0000000: 6465 780a 3033 3500 2f4f 153b 3623 8747  dex.035./O.;6#.G
0000010: 6d02 4697 5b1e 959d a8b1 2f0f 9c3a a14f m.F.[...../..:.O
0000020: 7802 0000 7000 0000 7856 3412 0000 0000 x...p...xV4.....
0000030: 0000 0000 f001 0000 0a00 0000 7000 0000 ............p...
0000040: 0500 0000 9800 0000 0300 0000 ac00 0000 ................
0000050: 0000 0000 0000 0000 0500 0000 d000 0000 ................
0000060: 0100 0000 f800 0000 6001 0000 1801 0000 ........`.......
0000070: 6201 0000 6a01 0000 6d01 0000 8501 0000 b...j...m.......
0000080: 9a01 0000 bc01 0000 bf01 0000 c301 0000 ................
0000090: c701 0000 d101 0000 0100 0000 0200 0000 ................
00000a0: 0300 0000 0400 0000 0500 0000 0500 0000 ................
00000b0: 0400 0000 0000 0000 0600 0000 0400 0000 ................
00000c0: 5401 0000 0700 0000 0400 0000 5c01 0000 T...........\...
00000d0: 0100 0000 0000 0000 0100 0200 0800 0000 ................
00000e0: 0300 0000 0000 0000 0300 0200 0800 0000 ................
00000f0: 0300 0100 0900 0000 0300 0000 0100 0000 ................
0000100: 0100 0000 0000 0000 ffff ffff 0000 0000 ................
0000110: e101 0000 0000 0000 0100 0100 0100 0000 ................
0000120: 0000 0000 0400 0000 7010 0000 0000 0e00 ........p.......
0000130: 0300 0200 0200 0000 0000 0000 0900 0000 ................

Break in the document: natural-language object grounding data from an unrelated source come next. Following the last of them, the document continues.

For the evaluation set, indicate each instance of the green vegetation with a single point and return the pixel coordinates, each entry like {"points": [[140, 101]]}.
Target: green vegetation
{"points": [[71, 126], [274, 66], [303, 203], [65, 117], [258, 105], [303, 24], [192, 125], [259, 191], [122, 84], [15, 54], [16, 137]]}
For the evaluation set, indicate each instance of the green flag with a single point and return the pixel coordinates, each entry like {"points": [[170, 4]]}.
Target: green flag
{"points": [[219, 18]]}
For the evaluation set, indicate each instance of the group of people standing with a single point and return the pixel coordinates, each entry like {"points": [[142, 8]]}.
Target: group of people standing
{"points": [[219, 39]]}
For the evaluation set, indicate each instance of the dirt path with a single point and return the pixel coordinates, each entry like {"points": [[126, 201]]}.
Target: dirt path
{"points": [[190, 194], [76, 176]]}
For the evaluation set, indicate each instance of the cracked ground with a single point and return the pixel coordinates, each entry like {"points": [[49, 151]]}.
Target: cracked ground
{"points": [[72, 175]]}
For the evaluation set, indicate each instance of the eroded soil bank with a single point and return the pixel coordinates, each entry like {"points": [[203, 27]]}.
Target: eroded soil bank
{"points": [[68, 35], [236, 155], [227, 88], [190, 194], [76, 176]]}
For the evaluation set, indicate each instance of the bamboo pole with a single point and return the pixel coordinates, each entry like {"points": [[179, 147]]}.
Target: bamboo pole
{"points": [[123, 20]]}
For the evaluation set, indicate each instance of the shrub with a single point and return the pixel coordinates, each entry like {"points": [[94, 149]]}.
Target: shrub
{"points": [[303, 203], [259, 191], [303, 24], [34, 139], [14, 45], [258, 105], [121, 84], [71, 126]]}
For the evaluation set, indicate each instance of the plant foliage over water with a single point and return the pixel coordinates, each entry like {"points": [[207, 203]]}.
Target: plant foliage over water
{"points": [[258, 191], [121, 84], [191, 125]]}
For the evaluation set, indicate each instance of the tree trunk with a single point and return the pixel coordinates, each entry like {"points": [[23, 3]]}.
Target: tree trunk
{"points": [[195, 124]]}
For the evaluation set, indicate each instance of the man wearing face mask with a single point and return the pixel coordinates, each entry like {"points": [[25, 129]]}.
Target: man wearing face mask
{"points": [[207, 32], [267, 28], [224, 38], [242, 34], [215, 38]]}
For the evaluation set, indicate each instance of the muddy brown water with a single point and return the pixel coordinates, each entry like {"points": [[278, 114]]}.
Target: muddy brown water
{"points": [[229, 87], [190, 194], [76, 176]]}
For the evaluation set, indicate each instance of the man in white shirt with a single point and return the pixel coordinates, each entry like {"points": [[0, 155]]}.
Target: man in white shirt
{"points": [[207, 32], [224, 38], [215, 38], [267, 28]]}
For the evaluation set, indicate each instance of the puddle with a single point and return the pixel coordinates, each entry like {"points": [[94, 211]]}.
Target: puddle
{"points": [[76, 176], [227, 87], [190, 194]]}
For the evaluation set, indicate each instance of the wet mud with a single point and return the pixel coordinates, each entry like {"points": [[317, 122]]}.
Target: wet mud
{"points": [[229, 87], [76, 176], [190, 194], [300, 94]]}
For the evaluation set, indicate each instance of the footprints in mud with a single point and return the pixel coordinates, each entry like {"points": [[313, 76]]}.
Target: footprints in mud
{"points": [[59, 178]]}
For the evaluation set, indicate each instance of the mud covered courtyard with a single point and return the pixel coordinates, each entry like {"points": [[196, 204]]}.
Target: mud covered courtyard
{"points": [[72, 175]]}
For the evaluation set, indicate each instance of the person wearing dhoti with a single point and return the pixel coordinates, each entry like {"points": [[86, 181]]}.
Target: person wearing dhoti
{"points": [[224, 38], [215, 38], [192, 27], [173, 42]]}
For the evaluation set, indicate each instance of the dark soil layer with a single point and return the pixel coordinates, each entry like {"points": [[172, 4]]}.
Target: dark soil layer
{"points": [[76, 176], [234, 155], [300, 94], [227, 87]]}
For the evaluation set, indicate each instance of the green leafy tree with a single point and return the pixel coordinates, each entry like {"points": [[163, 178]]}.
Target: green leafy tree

0000140: 6f20 0100 2100 1500 037f 6e20 0400 0100 o ..!.....n ....
0000150: 0e00 0000 0100 0000 0000 0000 0100 0000 ................
0000160: 0200 063c 696e 6974 3e00 0149 0016 4c61 .....I..La
0000170: 6e64 726f 6964 2f61 7070 2f41 6374 6976 ndroid/app/Activ
0000180: 6974 793b 0013 4c61 6e64 726f 6964 2f6f ity;..Landroid/o
0000190: 732f 4275 6e64 6c65 3b00 204c 636f 6d2f s/Bundle;. Lcom/
00001a0: 616e 6472 6f69 642f 6865 6c6c 6f2f 4865 android/hello/He
00001b0: 6c6c 6f41 6e64 726f 6964 3b00 0156 0002 lloAndroid;..V..
00001c0: 5649 0002 564c 0008 6f6e 4372 6561 7465 VI..VL..onCreate
00001d0: 000e 7365 7443 6f6e 7465 6e74 5669 6577 ..setContentView
00001e0: 0000 0001 0102 8180 0498 0203 01b0 0200 ................
00001f0: 0b00 0000 0000 0000 0100 0000 0000 0000 ................
0000200: 0100 0000 0a00 0000 7000 0000 0200 0000 ........p.......
0000210: 0500 0000 9800 0000 0300 0000 0300 0000 ................
0000220: ac00 0000 0500 0000 0500 0000 d000 0000 ................
0000230: 0600 0000 0100 0000 f800 0000 0120 0000 ............. ..
0000240: 0200 0000 1801 0000 0110 0000 0200 0000 ................
0000250: 5401 0000 0220 0000 0a00 0000 6201 0000 T.... ......b...
0000260: 0020 0000 0100 0000 e101 0000 0010 0000 . ..............
0000270: 0100 0000 f001 0000 ........
Only the 4 16-bit words at 0x128 and the 9 16-bit words at 0x140 are actual Dalvik bytecode. They belong to the constructor and the onCreate method respectively.